My youngest brother graduated high school last Saturday.
A few weeks before the occurrence, my mother mentioned she would need a new dress for the occasion. Immediately, the wheels in my mind started turning.
She didn’t ask me to make her a dress, and I didn’t volunteer to make her a dress. We both knew my schedule at the time was too full for me to be making any rash promises of the dressmaking sort. However, I wanted to make her a dress, and I knew she would be appreciative of me making her a dress. Thus, I resolved to make my mom a dress to wear for my brother’s graduation. I didn’t tell her about this plan though, as I wasn’t entirely sure I’d have the time to pull it off.
A year ago my mom bought Vogue V9293 for herself. She liked the dress design as a whole, but she particularly liked the striped version on the pattern envelope. The bodice was make from a narrower stripe than the skirt, but both the bodice and skirt stripes were the same colors. It is a rather striking combination.

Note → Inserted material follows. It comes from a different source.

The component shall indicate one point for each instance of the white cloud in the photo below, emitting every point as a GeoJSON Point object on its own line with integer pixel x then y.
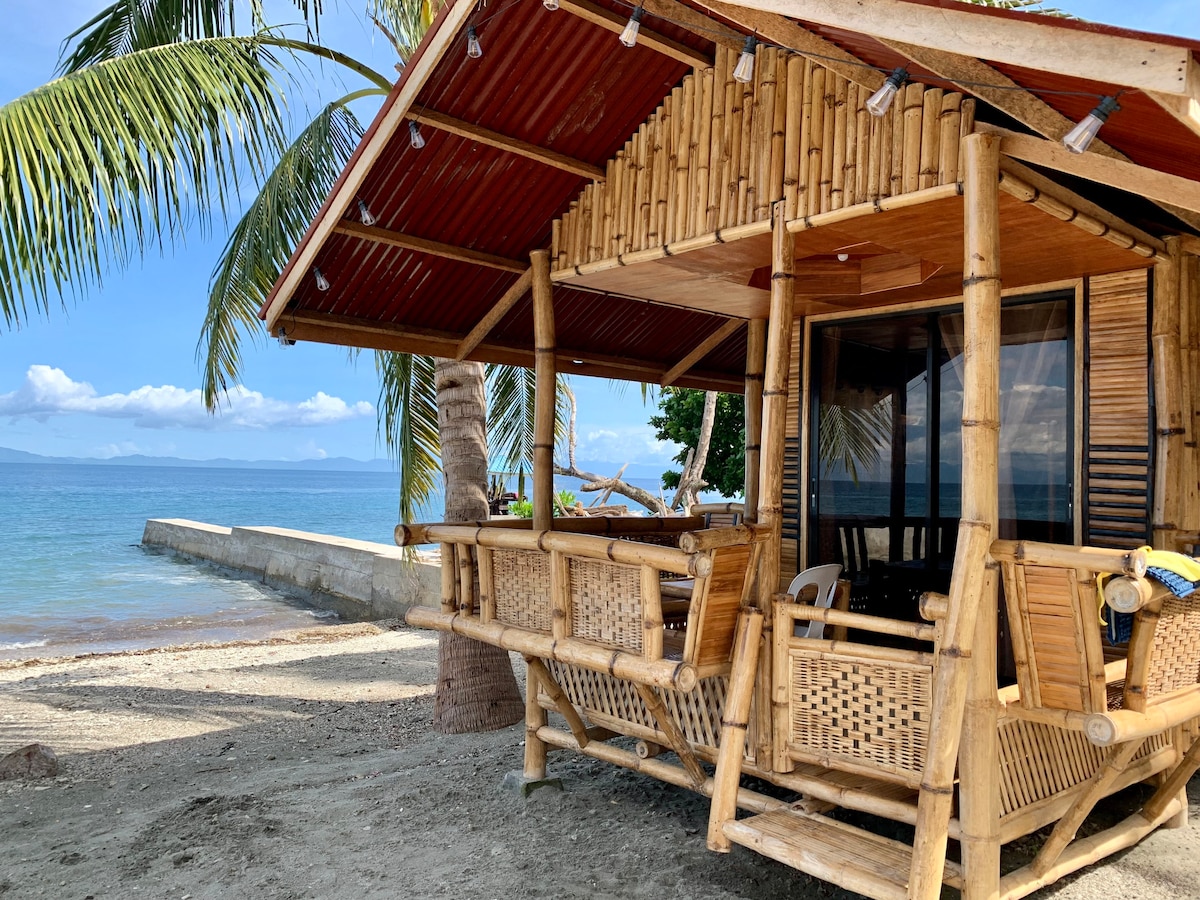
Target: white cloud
{"type": "Point", "coordinates": [629, 444]}
{"type": "Point", "coordinates": [49, 391]}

I happened to have very similar fabrics in my stash to those used for the cover dress, so, knowing my mom’s admiration for that dress, that’s exactly what I decided to make her. I knew she would like the finished dress, and it could easily enough be made in secret.
The bodice fabric (with the narrow stripes) came from a thrift store several years ago, and the skirt fabric (with the wider stripes) came out of a church basement which was being cleaned out. (Four large boxes of fabric came home with me from the church basement clean out last fall.)
I cut the dress out one afternoon at work while the child I nanny napped. I carefully matched all the stripes on all four skirt seams, and did my best to match the stripes on the shoulder seams as well. Stripe matching takes a long time, and the four year old woke up before I was done cutting out the dress. He didn’t want to be left out of the fun, so I handed him some fabric scraps and a pair of scissors so he could happily cut out his own “project” right alongside me.
As with most stripe matching projects, cutting was the time consuming part, and actually sewing the dress wasn't bad at all. Well, sewing the skirt wasn't bad at all at least - all my carefully cut stripes matched beautifully! The bodice had its own challenges.
Sewing the dress would have been quite easy had I finished the neckline and armholes with bias tape as the pattern recommends. However, due to the slight see-through-ness of the primarily white bodice fabric, I decided to completely line the bodice, and use the bodice lining to finish the neckline and armholes. This would have been an easy enough thing to do, had it not been for the combination of a crossover bodice, waist ties on this dress, and wonderful side seam pockets, on this dress.
The waist ties are sewn into the side seams, between both the bodice and the skirt. This mandated that the bodice and skirt would be sewn together, before the side seams were sewn up. Due to the cross-over nature of this bodice, the bodice lining had to be put in before the bodice was attached to the skirt and before the side seams were sewn up. Figuring out how to accomplish these two things, and have the inseam pockets fall the correct direction, and have a nicely finished interior of the dress, was a bit of a head-scratcher when it came to construction order.
After a lot of pondering, and only a little bit of seam ripping, the bodice and skirt were attached, the side seams were sewn up, the bodice looked very nice from both the inside and the outside, and the pockets were wonderfully large and functional. I sewed in a lapped zipper, hemmed the dress, and gave it to my mom.
She loved the dress - and thankfully hadn't yet gone shopping for something else to wear to the graduation.
A week later, she wore it as her third child graduated high school. She and my dad were able to present my brother with his diploma at the local homeschool co-op graduation.
So that's it - my brother is graduated, and headed off to school this fall and my mom has a new dress in her closet.